Гарсиа только что пересказал Скали свой разговор с доктором Нейбургом. Из всех, с кем Гарсиа должен был повидаться за эти сутки, Скали был единственным, для кого рассказ Нейбурга значил столько же, сколько для него самого.
— Если интеллектуал, прежде мысливший революционно, нападает на революцию, — сказал Скали, — то, стало быть, он ставит под сомнение революционную политику с позиций… революционной этики, если угодно. И говоря всерьез, майор, разве вам нежелательна такого рода критика?

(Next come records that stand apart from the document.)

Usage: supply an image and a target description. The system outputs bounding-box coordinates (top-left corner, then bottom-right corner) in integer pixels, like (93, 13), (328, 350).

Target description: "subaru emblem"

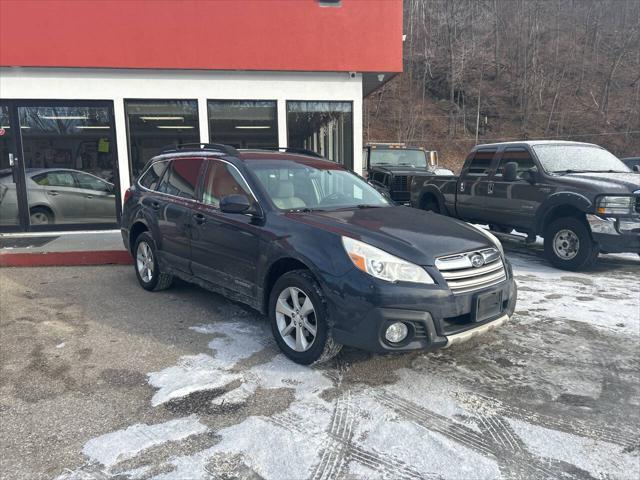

(471, 253), (484, 268)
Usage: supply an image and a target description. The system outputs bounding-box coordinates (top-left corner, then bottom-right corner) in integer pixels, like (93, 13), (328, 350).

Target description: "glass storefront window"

(0, 105), (19, 227)
(208, 100), (278, 148)
(18, 102), (118, 225)
(125, 100), (200, 180)
(287, 101), (353, 168)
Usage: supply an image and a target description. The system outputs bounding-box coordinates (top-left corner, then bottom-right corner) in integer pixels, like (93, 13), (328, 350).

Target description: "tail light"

(124, 187), (133, 203)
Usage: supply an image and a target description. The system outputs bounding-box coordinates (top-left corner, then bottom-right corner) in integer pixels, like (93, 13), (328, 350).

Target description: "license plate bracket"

(473, 290), (502, 322)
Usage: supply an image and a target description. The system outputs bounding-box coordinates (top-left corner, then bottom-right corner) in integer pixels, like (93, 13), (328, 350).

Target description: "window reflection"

(125, 100), (200, 178)
(287, 101), (353, 168)
(208, 100), (278, 148)
(18, 102), (117, 225)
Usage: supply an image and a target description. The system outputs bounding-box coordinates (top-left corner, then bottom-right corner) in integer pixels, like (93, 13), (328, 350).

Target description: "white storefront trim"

(0, 67), (362, 201)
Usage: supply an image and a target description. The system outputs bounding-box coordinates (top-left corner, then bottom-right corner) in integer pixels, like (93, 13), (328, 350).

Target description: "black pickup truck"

(411, 141), (640, 270)
(362, 143), (453, 204)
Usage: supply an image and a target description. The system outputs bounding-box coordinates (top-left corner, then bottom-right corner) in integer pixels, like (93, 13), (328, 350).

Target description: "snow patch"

(82, 415), (208, 468)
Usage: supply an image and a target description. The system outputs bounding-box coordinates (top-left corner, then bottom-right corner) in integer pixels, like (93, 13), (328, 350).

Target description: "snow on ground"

(61, 246), (640, 480)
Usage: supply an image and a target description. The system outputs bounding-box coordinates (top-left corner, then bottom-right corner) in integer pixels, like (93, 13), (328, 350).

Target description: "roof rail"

(160, 143), (238, 156)
(251, 147), (324, 158)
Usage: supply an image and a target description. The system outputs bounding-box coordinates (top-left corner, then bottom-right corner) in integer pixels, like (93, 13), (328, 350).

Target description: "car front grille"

(391, 175), (408, 192)
(436, 248), (507, 294)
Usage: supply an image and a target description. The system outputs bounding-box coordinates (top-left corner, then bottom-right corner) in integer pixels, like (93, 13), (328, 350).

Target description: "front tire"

(544, 217), (599, 271)
(133, 232), (173, 291)
(269, 270), (342, 365)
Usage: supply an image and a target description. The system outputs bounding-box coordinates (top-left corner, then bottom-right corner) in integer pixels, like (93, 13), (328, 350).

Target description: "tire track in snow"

(474, 393), (638, 448)
(376, 392), (596, 480)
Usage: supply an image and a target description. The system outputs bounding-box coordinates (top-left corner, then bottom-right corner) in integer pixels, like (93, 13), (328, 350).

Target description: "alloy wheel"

(276, 287), (318, 352)
(553, 229), (580, 260)
(136, 242), (154, 283)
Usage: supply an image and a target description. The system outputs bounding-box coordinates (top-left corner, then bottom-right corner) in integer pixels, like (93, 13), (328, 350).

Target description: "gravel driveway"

(0, 243), (640, 480)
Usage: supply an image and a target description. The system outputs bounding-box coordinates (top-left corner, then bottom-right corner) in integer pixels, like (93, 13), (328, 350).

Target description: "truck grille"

(391, 175), (408, 192)
(436, 248), (507, 294)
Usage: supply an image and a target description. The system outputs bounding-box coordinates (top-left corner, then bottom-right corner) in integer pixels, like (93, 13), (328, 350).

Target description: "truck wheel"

(544, 217), (599, 270)
(269, 270), (342, 365)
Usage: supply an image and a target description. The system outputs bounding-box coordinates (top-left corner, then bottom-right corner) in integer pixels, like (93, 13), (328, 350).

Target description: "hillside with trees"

(363, 0), (640, 170)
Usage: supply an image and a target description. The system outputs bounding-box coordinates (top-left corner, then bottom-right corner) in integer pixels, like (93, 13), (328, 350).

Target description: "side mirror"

(502, 162), (518, 182)
(520, 169), (536, 185)
(220, 194), (251, 213)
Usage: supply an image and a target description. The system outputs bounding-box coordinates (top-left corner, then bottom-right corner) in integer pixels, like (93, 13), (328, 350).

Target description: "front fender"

(535, 192), (593, 233)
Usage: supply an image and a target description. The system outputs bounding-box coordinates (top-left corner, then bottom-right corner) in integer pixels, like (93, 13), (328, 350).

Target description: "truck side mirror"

(502, 162), (518, 182)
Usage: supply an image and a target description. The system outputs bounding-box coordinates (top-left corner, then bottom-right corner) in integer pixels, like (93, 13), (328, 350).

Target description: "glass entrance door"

(0, 102), (27, 231)
(0, 101), (120, 231)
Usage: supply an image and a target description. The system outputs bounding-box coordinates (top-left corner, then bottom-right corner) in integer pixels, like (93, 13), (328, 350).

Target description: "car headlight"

(342, 237), (435, 285)
(596, 195), (634, 215)
(467, 223), (504, 257)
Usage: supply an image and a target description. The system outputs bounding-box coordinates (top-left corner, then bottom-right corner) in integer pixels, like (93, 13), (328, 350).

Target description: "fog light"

(384, 322), (409, 343)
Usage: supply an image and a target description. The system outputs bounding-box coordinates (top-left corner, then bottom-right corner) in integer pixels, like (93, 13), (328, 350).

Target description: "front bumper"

(587, 215), (640, 253)
(327, 261), (517, 353)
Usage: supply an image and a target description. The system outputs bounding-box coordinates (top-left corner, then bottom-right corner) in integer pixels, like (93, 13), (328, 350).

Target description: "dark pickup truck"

(411, 141), (640, 270)
(362, 143), (453, 205)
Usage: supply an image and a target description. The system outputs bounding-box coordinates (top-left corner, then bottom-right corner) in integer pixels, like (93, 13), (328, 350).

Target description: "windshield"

(246, 160), (389, 210)
(370, 148), (427, 168)
(533, 145), (631, 173)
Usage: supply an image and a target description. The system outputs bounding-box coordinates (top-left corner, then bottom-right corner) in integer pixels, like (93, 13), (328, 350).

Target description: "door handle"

(193, 213), (207, 225)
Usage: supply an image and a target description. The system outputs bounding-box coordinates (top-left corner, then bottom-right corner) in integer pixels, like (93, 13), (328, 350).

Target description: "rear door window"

(201, 160), (253, 208)
(158, 158), (202, 200)
(495, 148), (537, 178)
(139, 162), (168, 190)
(467, 150), (496, 177)
(31, 170), (76, 187)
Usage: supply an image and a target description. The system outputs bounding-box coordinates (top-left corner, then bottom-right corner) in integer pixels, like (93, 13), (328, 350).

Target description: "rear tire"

(269, 270), (342, 365)
(133, 232), (173, 292)
(544, 217), (599, 271)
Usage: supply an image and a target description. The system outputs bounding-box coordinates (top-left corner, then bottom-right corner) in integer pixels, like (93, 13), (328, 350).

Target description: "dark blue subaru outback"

(122, 144), (516, 364)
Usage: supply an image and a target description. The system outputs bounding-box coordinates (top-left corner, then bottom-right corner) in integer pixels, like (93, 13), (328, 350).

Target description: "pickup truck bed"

(410, 141), (640, 270)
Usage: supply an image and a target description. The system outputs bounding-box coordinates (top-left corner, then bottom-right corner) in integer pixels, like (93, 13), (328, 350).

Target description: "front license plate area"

(474, 291), (502, 322)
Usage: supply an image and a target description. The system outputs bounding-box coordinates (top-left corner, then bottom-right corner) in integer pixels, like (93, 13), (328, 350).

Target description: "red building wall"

(0, 0), (402, 72)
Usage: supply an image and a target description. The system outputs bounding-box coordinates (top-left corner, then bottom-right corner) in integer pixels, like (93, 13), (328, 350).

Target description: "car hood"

(286, 207), (493, 265)
(557, 172), (640, 195)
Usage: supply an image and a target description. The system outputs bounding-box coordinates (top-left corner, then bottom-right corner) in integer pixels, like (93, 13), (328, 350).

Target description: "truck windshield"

(533, 145), (631, 173)
(370, 148), (427, 168)
(246, 160), (389, 211)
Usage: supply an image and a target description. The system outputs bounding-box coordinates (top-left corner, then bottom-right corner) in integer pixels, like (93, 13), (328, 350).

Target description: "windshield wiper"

(287, 207), (324, 213)
(553, 169), (629, 174)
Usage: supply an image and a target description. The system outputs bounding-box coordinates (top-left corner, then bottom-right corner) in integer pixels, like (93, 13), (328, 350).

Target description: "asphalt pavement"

(0, 242), (640, 480)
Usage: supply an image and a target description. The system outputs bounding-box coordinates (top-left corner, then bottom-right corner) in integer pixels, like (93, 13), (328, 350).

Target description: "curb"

(0, 250), (133, 267)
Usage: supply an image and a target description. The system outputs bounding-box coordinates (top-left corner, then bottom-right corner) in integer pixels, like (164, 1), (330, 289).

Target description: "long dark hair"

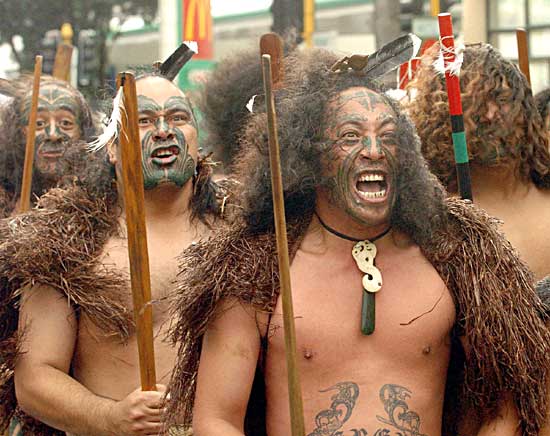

— Как она может быть мне желательна? Интеллектуалы всегда считают в какой-то мере, что партия — это люди, объединившиеся вокруг определенной идеи. Но партия — скорее характер в действии, чем идея как таковая! Если не выходить из области психологии, партия, пожалуй, — это организация для приведения в действие… ну, скажем, совокупности чувств, иногда противоречивых, и здесь эти чувства вызываются к жизни бедностью — унижением — Апокалипсисом — надеждой, а когда речь идет о коммунистах, это склонность к действию, к организованности, к созиданию и т. д… Выводить психологию человека из средств выражения, которыми пользуется его партия, для меня так же неубедительно, мой добрый друг, как если бы я сам стал притязать на то, чтобы вывести психологию моих перуанцев из их религиозных преданий.